I hold 'shatter' as distinct from 'blunting'. Impact velocity is a big part of it, yes, but apparently overmatch and you really reduce the chances of this happening (maybe even nullify it?). Of course, I know that often it is not a problem (or was in WW2 even) - but I like to factor it in anyway. I think the lack of quality armour in WW2 is what allowed designers to get away with not factoring it in. Then again though, no tank (apart from the Tiger) really had armour that could usefully exploit this (exept for some PzIIIs maybe IVs).

Penetration in spite of shatter can happen - but I wouldnt like to rely on this, if I was a designer (?).

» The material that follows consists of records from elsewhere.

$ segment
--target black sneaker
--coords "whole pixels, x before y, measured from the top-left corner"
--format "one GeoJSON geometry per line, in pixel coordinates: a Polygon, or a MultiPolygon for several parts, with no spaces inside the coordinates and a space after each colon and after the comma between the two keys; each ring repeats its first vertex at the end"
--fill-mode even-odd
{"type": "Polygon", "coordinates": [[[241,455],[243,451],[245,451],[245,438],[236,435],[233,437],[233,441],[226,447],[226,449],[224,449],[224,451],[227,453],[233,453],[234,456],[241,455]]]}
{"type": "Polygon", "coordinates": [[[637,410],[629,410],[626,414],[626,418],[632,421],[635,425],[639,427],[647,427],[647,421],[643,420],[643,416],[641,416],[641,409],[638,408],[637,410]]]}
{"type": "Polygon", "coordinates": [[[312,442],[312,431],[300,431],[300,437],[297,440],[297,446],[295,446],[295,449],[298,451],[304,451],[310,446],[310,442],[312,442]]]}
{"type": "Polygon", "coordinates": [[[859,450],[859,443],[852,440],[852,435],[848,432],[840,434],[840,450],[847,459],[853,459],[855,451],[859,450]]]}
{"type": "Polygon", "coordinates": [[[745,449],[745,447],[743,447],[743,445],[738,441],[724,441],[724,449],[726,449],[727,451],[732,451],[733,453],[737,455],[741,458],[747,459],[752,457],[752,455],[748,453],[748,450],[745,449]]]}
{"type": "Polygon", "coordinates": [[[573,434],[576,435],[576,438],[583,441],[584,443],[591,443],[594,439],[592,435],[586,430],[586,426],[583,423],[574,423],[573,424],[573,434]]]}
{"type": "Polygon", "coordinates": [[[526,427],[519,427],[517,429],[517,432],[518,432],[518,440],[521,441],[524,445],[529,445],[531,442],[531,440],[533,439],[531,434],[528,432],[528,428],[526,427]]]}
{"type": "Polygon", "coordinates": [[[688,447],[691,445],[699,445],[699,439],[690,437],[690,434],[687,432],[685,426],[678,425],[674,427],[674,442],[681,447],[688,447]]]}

> At long range the dispersion is greater and more shells are going to be needed to get hits. The longer the range the more shells needed per hit. so how many shells per hit or tank knocked out is acceptable? also consider that for towed AT or open topped vehicles the longer the engagement goes on the greater the likelihood of the enemy artillery joining in. Depends on your HE shells, high explosives may be in shorter supply than steel, fuses aren't cheap and good HE shells require high quality steel. Mediocre ones don't.



I suppos it depends on the ranges, the ranges I propose are 1-2km, using direct fire (possible?). Indirect fire is something different altogether. I may create an 'Indirect Arty AT Fire' Thread later as I dont want this one to become bogged down with it ( its something I will find hard to understand - though hits on roof armour are guaranteed kills?).

Thank for the HE expenses info. I suppose thats another compromise.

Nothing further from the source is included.